[Mailman-Developers] Almost OT: Re: Opening up a few can o' worms here...

Les Niles les@2pi.org
Tue, 30 Jul 2002 12:12:47 -0700


On Tue, 30 Jul 2002 07:27:27 -0700 Chuq Von Rospach <chuqui@plaidworks.com> wrote:
>On 7/30/02 3:41 AM, "Ka-Ping Yee" <ping@zesty.ca> wrote:
>> I think they'd hardly be able to get any.  Have you really thought about
>> how hard this would be?  Why would they bother to invest the enormous
>> development effort to make this work for the one or two addresses they
>> *might* get, along with a large number of misread addresses?
>
>Yes, I have. Because I've seen how the spammers have moved up the technology
>curve when it suited their purposes.
>
>You're depending on not being "the low hanging fruit", so to speak. That's
>the philosophy behind "the club" for preventing car thefts. That philosophy
>works only as long as your data isn't valuable enough to be worth the extra
>effort. Once it does, you suddenly have a protection system that isn't
>working, but you've created a false sense of security because you think it
>works.
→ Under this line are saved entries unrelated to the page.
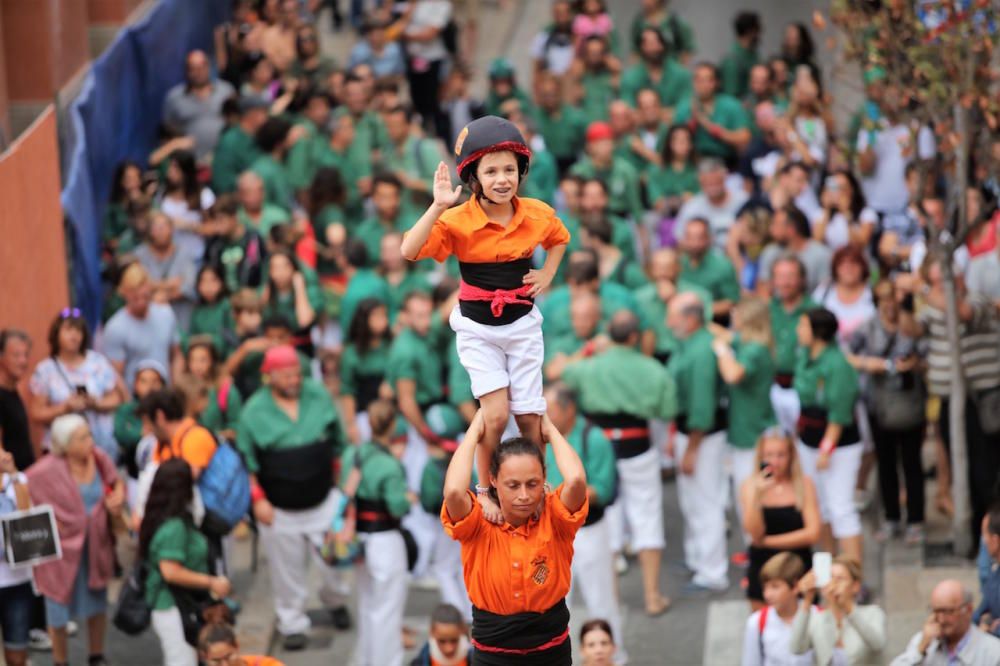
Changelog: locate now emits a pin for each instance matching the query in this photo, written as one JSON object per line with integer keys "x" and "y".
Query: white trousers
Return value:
{"x": 291, "y": 541}
{"x": 835, "y": 486}
{"x": 785, "y": 403}
{"x": 500, "y": 356}
{"x": 170, "y": 630}
{"x": 446, "y": 567}
{"x": 382, "y": 582}
{"x": 702, "y": 497}
{"x": 594, "y": 576}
That's worse than having no system, then, because you've stopped
>being worried about it.
>
>> In the image case, there is no secret.  Nobody knows how to program a
>> computer to read as well as person can
>
>Have you seen what the off the shelf OCR systems like OmniPage do these
>days? 

What's more, Gary Kopec and others at Xerox PARC developed OCR
algorithms that, in many situations, can read much better than a
person can.  There are practical issues that prevent using these
algorithms in the typical shrink-wrap OCR applications, but I think
they'd work pretty well for converting email address images.  There
are probably one or two dozen people who could implement this in a
few months, and lots who could do so after reading the papers that
have been published.  (There is an issue of patent infringement
that might discourage selling such software, but it would be really
hard to know that a big harvester was using the algorithms
internally.)  IOW, Chuq I think you're right on target: Once it
becomes valuable enough to get around image-encoding of email
addresses, then it will be done.  

Anyone for audio-encoded email addresses?  When it comes to speech
recognition, computers are definitely much worse than people.

  -les